Americans with Disabilities Act
DICTIONARY OF AMERICAN HISTORY, 3rd Edition, Charles Scribner's Sons (an imprint of the Gale Group), Forthcoming
Posted: 14 Mar 2002
Abstract
Americans with Disabilities Act (ADA) was passed in 1990 when Congress determined that the estimated 43 million disabled persons in the Unites States were a "minority...subjected to a history of purposeful and unequal treatment." The ADA prohibited private employers from disability-based discrimination if an individual could do a job's "essential functions" with or without "reasonable accommodations." The act also mandated accessibility and reasonable accommodations and prohibited disability-based discrimination in state and local government services, public transit, telecommunications, and public places (restaurants, stores, theatres, private schools, hospitals, and other entities offering the public goods and services).
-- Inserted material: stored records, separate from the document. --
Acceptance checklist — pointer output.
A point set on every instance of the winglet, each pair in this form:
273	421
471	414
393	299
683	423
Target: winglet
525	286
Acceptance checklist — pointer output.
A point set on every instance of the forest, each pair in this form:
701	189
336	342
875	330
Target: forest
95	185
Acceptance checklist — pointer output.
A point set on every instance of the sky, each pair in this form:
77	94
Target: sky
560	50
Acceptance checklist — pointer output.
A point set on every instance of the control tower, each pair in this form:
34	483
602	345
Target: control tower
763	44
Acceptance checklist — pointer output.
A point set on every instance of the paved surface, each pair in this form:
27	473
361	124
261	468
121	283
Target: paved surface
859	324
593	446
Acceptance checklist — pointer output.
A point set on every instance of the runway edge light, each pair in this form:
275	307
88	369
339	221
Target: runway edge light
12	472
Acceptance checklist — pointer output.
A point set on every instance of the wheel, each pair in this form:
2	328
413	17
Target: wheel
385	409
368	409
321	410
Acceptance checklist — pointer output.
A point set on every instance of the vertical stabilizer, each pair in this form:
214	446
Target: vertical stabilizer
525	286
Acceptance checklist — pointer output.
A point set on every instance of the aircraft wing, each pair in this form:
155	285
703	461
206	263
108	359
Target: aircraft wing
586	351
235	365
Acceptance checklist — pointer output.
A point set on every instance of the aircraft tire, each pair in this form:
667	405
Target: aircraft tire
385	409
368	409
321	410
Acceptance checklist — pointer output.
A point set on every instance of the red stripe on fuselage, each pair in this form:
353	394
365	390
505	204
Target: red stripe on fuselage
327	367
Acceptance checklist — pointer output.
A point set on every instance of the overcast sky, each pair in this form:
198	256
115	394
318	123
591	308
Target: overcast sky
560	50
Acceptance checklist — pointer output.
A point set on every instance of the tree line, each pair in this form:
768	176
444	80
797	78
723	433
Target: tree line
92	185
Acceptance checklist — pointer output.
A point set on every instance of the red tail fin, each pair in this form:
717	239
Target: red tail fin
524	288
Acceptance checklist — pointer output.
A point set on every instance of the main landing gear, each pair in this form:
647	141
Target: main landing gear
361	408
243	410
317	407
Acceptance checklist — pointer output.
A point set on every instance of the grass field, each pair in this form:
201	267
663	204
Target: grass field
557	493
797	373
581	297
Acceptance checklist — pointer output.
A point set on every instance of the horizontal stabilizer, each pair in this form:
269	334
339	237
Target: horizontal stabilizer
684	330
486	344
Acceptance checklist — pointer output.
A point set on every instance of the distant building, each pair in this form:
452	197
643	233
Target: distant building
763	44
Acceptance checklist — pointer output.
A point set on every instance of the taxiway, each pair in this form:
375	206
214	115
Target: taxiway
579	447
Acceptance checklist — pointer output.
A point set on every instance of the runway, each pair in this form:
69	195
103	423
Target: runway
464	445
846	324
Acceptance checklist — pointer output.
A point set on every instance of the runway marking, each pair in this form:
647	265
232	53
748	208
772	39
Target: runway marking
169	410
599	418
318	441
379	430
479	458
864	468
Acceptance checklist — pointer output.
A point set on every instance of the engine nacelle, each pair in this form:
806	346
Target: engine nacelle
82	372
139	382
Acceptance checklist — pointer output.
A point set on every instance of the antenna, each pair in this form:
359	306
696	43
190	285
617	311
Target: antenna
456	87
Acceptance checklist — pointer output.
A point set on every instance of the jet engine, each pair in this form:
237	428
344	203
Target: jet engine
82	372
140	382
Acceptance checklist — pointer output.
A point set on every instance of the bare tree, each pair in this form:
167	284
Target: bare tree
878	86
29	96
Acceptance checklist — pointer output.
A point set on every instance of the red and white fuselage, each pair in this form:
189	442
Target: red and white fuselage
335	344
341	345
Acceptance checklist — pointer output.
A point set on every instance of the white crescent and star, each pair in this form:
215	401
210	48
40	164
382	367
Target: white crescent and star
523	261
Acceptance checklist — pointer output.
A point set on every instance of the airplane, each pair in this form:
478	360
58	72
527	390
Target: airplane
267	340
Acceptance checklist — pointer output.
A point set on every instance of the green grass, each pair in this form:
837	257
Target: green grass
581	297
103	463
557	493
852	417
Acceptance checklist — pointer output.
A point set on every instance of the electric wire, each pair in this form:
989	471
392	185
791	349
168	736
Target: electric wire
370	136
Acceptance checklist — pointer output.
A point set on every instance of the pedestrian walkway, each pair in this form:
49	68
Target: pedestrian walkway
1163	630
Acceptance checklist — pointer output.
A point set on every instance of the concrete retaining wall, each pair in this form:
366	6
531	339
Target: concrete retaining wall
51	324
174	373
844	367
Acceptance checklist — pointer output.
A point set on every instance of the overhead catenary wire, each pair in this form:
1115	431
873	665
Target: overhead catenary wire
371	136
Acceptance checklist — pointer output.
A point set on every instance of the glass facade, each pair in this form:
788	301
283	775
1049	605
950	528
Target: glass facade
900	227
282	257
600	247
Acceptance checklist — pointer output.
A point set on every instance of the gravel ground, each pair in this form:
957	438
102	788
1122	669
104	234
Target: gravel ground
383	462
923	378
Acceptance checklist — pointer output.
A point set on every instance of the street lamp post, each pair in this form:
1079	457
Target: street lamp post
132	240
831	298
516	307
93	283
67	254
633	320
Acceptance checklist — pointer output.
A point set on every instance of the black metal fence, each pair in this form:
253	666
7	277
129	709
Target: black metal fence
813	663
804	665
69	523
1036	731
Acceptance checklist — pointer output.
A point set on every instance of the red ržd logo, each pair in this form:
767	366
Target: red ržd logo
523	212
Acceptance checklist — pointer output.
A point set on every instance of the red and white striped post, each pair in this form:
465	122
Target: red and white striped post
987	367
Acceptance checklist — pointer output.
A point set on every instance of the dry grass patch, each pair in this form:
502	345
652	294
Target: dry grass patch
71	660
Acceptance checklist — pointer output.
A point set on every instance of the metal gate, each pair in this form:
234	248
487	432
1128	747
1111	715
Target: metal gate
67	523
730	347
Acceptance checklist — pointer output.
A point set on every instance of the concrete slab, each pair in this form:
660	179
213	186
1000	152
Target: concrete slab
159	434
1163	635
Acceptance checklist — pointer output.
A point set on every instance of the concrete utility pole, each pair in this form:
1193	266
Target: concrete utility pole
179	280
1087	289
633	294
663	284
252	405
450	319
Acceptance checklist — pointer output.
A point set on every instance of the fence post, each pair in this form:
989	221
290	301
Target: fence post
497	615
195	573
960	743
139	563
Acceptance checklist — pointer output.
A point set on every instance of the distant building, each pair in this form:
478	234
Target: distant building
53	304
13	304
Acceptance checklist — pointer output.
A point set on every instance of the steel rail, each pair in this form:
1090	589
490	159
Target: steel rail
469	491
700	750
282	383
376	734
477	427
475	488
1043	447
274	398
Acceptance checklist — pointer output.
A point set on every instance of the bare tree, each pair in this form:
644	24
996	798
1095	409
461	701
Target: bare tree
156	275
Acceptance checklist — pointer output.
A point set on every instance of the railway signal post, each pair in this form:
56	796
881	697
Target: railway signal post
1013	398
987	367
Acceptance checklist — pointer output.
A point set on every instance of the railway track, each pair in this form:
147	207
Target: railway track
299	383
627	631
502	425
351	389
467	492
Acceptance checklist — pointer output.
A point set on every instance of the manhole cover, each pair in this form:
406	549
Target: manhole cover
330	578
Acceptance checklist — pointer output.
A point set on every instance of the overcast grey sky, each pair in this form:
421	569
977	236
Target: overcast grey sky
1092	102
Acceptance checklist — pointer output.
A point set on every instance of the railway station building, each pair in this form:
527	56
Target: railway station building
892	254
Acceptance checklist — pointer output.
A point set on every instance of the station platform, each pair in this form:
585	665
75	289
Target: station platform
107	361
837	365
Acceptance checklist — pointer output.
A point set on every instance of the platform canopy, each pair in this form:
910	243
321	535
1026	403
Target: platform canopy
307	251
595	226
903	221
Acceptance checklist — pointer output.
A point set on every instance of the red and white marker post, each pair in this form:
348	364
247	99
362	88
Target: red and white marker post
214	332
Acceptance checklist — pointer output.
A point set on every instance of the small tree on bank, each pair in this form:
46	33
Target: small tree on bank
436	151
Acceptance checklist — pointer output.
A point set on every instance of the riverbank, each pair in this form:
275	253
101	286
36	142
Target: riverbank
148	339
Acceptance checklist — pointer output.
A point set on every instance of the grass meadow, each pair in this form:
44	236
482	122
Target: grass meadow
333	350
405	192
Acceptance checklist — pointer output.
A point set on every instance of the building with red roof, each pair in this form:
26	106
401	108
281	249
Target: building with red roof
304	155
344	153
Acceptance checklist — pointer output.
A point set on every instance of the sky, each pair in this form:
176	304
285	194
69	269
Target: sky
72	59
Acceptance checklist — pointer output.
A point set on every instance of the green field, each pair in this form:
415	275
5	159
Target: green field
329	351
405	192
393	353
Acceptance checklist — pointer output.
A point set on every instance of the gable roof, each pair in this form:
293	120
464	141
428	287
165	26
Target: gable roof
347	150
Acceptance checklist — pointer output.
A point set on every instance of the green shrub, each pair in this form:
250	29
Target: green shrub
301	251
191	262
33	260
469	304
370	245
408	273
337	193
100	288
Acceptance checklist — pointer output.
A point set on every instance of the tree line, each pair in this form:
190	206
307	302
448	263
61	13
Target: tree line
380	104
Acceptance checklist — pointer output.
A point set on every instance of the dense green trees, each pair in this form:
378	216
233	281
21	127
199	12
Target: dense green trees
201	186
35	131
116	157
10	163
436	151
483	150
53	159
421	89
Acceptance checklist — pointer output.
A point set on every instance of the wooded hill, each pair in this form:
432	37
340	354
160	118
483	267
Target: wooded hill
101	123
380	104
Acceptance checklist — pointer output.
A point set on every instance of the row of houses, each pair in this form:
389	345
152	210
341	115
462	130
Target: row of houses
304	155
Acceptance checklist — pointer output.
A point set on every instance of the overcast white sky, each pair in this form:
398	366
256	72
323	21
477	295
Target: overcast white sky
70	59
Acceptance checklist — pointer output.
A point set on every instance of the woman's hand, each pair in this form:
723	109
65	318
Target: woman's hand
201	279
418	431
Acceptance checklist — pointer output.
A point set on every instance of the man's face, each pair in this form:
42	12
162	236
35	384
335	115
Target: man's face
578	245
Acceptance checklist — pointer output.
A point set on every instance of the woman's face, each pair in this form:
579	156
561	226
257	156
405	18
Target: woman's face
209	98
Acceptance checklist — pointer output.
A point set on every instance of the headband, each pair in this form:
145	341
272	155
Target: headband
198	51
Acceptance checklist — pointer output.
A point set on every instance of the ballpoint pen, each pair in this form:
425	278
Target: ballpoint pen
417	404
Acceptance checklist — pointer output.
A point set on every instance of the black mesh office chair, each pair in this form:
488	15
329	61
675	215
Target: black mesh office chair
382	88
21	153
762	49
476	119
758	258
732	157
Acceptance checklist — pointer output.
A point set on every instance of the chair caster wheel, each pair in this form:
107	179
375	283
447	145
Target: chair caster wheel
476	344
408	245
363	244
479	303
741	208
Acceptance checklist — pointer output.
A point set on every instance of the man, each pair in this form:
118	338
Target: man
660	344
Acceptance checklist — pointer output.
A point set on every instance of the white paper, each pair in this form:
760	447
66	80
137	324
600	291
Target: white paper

The ADA allowed exemptions if compliance would cause "undue hardship" because of excessive cost. Because the act imported a tripartite definition of disability from the Rehabilitation Act without also adopting the existing agency regulations which explicated that definition, the scope of ADA coverage remains unclear. Since 1998 the Supreme Court has decided an increasing number of cases under the act, with many of these decisions focusing on the question of who is "disabled" under the ADA.